这时他明白了,老鳖不是一团可以称斤论两的肉,它是一整个鲜活的世界:它有冬眠时漫长的忍耐,有产卵时艰难的守护,有被挑衅时“死不松口”的倔强,也有对星光的好奇。他曾经破解的“秘密”,不再是征服的阶梯,反而成了他理解另一个生命尊严的桥梁。从“懂习性”的猎手,到“懂性命”的感悟者,这颗心的路程,走了大半生。
三、河的沉静
沙颍河在文章里,从来不只是背景。它像一位沉默的智者,见证了一切。河水清澈时,它滋养万物,也养育了鹰船队和“鳖眼”这样的技艺;河水浑浊时,它用鱼鳖的绝迹发出无声抗议;后来禁渔限捕,它又宽容地接纳生灵回归。

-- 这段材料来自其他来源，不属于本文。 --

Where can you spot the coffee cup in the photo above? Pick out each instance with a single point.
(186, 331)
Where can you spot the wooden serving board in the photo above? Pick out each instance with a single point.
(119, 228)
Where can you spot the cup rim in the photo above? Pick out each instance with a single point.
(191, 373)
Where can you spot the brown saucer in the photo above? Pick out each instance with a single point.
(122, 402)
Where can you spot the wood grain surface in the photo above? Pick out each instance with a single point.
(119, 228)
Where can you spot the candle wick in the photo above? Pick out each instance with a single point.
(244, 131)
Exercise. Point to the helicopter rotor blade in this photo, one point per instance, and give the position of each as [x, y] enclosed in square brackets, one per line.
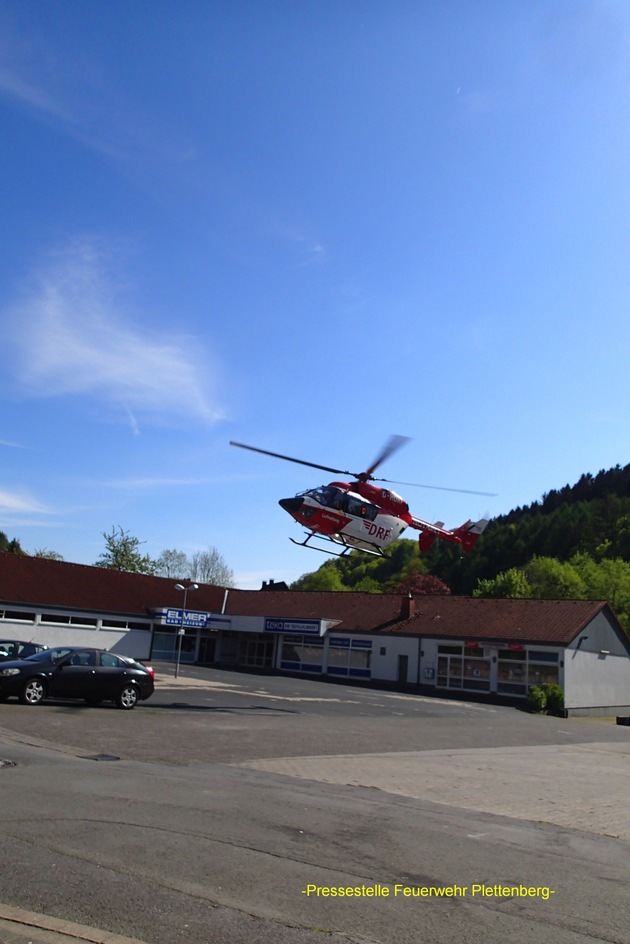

这条河,映射着人心。当何大娃们用手电筒把它变成夜间狩猎场时,河是沉默而冰冷的资源库;当他晚年心境平和,看夕阳铺满金红水面时,河就成了家园,是无数生命共有的、需要敬畏的故乡。河水的清浊,老鳖的去归,与人心的贪婪和醒悟,交织成了一幅完整的生态图景。
四、生命之思
《鳖眼》这个故事,表面讲的是捕鳖,内里讲的却是人的成长。何大娃那双眼,最后看清的,不是老鳖,而是自己。他看清了自己年轻时被欲望驱使的样貌,也找到了内心深处对生命本真的那点敬畏。
文章的结尾说,有些眼睛因为看得太透,最终看见的不再是猎物,而是生命本身。这或许就是给我们每个人的启示。在这个急于获取、精于算计的世界里,我们是否也需要修炼一双这样的“鳖眼”?不是为了洞察别人的弱点去征服,而是为了看清万物的不易,从而生出一份慈悲与共情。
沙颍河依旧流淌,它无言地记载着从索取到敬畏的文明刻度。而我们,或许也该学会在生活的河流边蹲下身来,不只为了寻找什么,更为了看见——看见那水面下,所有无声却蓬勃的呼吸。